New Mexico’s Santa Fe Baldy is a simple walk-up, which I’d tried last year in early May but heavy snow still covered the trail.
This is what the trail looked like in early May of 2016. I could follow it thanks to snowmobile and snowshoe traces, but I’d constantly break through, sinking up to my crotch and filling my boots with snow. I knew that if I’d just try again next year, but a little later in May, the trail would be clear of snow.
This year, I’d slept the night before in the deserted Aspen campground at the trailhead after a twelve hour drive, and gotten an early start up the Winsor Trail (trail 254 on the map). The entire area is part of the Santa Fe National Forest, and after a half-hour of steady hiking you’ll arrive at the boundary of the Pecos Wilderness. A Wilderness designation is mostly a line on a map saying “this side of the line man is a visitor and will not remain,” but the Forest Service decided to celebrate the line with this gate and a list of rules.
The altitude here is nearing 11,000 feet, and although I could see a dusting of snow further up, the trail was so far clear. If it remained clear of snow, I’d summit Baldy by early afternoon and have time to come back down and camp that night up on the Puerto Nambe plateau.
The trail did not remain clear of snow. This is what the trail looked like in mid-May of 2017 .
It looked amazingly like the trail in 2016. It took another four hours to make it to Puerto Nambe, which was indeed the only place flat enough to pitch a tent, and thankfully snow-free thanks to being near treeline and more exposed to the sun. At this point, the trail to Baldy’s summit splits into two choices. Trail 251 is more direct but difficult, but that’s the standard route and the snow lower down had slowed me considerably. If I was going to make it up and back before nightfall, I was going to have to move fast. Hopefully, Trail 251 would be as snow-free as Puerto Nambe.

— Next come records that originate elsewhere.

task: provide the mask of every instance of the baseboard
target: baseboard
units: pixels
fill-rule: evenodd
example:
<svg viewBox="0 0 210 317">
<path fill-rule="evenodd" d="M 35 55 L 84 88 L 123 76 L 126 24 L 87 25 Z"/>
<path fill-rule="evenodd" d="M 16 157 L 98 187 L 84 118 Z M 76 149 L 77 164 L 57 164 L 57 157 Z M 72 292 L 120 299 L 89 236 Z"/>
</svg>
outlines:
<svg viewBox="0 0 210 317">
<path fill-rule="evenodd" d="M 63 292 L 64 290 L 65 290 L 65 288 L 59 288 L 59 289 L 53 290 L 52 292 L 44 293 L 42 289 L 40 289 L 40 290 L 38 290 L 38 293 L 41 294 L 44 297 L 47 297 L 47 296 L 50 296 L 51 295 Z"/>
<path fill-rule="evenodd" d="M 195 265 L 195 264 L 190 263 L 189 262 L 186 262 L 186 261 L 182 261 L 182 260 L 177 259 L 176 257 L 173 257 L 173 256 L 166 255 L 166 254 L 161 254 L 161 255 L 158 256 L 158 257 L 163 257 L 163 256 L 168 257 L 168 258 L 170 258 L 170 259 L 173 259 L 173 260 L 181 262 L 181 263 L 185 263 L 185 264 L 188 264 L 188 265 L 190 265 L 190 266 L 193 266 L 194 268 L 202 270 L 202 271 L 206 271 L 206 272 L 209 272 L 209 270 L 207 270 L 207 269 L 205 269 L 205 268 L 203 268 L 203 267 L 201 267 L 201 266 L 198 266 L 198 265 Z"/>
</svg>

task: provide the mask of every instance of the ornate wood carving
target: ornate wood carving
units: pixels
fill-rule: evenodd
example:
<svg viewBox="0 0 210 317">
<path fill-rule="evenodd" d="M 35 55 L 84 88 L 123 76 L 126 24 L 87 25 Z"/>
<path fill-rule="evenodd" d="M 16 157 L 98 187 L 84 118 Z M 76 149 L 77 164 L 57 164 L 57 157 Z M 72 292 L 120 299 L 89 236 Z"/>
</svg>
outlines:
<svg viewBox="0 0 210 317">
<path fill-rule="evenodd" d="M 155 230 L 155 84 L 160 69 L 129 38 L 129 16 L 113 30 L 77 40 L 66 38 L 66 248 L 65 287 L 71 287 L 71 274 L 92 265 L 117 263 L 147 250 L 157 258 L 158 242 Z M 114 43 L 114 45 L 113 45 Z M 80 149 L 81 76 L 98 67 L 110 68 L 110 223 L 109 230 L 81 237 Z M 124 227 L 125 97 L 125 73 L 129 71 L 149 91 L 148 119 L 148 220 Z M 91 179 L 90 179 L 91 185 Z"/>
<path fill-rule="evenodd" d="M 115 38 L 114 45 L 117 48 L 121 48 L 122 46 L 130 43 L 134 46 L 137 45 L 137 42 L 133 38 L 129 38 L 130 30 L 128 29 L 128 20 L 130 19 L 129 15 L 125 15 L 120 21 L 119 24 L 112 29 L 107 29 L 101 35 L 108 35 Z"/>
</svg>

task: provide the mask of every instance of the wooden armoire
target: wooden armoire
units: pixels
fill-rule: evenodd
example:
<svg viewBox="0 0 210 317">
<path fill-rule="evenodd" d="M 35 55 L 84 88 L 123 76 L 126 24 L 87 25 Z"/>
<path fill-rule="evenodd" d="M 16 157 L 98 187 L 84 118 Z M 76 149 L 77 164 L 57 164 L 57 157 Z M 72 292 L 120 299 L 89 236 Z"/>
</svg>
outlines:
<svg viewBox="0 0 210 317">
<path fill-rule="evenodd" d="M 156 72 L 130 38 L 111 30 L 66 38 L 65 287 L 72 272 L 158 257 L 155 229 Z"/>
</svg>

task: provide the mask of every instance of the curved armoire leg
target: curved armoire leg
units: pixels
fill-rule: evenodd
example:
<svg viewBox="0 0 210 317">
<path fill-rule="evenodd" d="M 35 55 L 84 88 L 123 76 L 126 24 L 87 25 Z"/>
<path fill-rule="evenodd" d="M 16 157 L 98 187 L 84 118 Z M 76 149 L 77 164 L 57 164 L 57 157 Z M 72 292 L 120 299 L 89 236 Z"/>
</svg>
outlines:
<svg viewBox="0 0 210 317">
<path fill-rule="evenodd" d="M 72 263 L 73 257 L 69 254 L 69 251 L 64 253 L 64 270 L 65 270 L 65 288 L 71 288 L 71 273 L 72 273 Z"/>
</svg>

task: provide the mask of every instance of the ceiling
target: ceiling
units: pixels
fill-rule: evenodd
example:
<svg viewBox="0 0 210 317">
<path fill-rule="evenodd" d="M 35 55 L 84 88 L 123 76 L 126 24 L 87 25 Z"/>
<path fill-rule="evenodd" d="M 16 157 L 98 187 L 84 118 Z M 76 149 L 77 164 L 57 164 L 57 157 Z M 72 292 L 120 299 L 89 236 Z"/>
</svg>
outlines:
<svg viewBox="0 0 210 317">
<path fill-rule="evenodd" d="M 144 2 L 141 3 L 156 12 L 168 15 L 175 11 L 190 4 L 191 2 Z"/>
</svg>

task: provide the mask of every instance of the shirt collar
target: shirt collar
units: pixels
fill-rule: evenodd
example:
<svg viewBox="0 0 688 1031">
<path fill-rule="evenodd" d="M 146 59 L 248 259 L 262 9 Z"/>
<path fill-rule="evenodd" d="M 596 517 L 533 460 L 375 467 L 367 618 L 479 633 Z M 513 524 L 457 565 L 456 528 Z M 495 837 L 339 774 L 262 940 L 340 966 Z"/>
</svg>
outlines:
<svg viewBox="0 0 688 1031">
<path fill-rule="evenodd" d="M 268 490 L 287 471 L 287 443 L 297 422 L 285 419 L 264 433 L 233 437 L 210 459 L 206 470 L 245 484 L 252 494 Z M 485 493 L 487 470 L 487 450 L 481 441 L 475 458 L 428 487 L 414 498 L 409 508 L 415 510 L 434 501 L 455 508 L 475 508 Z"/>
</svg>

Fifty feet from Puerto Nambe, Trail 251 was covered in deep snow. Trackless, untouched by earlier passages, the trail was invisible deep inside the ascending forest. I backtracked down to the trail split. Taking Trail 254 would be longer, but I knew that it was my only choice to make it to the top if it was clear enough of snow to see.
Trail 254 was buried under three feet of snow. I looked around, decided that Puerto Nambe was a really beautiful place to camp the night, and that provided it didn’t start snowing, I could get up early the next morning and get a fresh start on figuring out how to make it up Baldy.
It began to snow.
It began to snow heavily, and the odds changed rapidly. First, the trail up was definitely not going to be any easier to find tomorrow, but now the trail down would disappear. Spending the night above 11,000 in my little tent in a snowstorm suddenly looked very stupid, and I was already visualizing the headlines about the stupid Texas hiker found frozen to death, and all the Santa Fe hikers saying “damn, it’s sad. Totally preventable; if he’d just stayed in Texas.”
I decided I had just enough time to make it back down the four hours to the trailhead, and figure out what I’d do next from the safety of a lower elevation. It snowed so heavily at times that I couldn’t look up to see my way, simply staring down and plodding forward to make sure I didn’t step into a hole I couldn’t get out of. The Aspen campground had been deserted last night, almost like a backcountry site, and I knew all I needed was peace and flat ground to recover for tomorrow.
When I returned to the trailhead, a large group of twenty or so youngish people had set up camp, with a generator and all the energy and senseless noise a group of twenty or so youngish people can generate. Cold, wet, and tired, I said to myself (and to them as well, I suppose, as I said this out loud several times) “there is no fucking way I am spending the night here.”
As my good luck would have it, as I sat there covered in snow, trying to think what to do next at that late hour, a couple came up and asked if I’d just come down the trail, and if it I thought it a reasonable plan to hike up it. They were from the Netherlands, where there are no mountains, but they do have snow. And generally speaking exceptionally nice people. We spoke a bit, as the snow continued to pile up on my pack, and our shoulders, and we decided together that the moment for ascending Santa Fe Baldy had not yet arrived. From the snow-encased trailhead, we all decided we’d head for the lower elevations of Bandelier National Monument, but that is another story.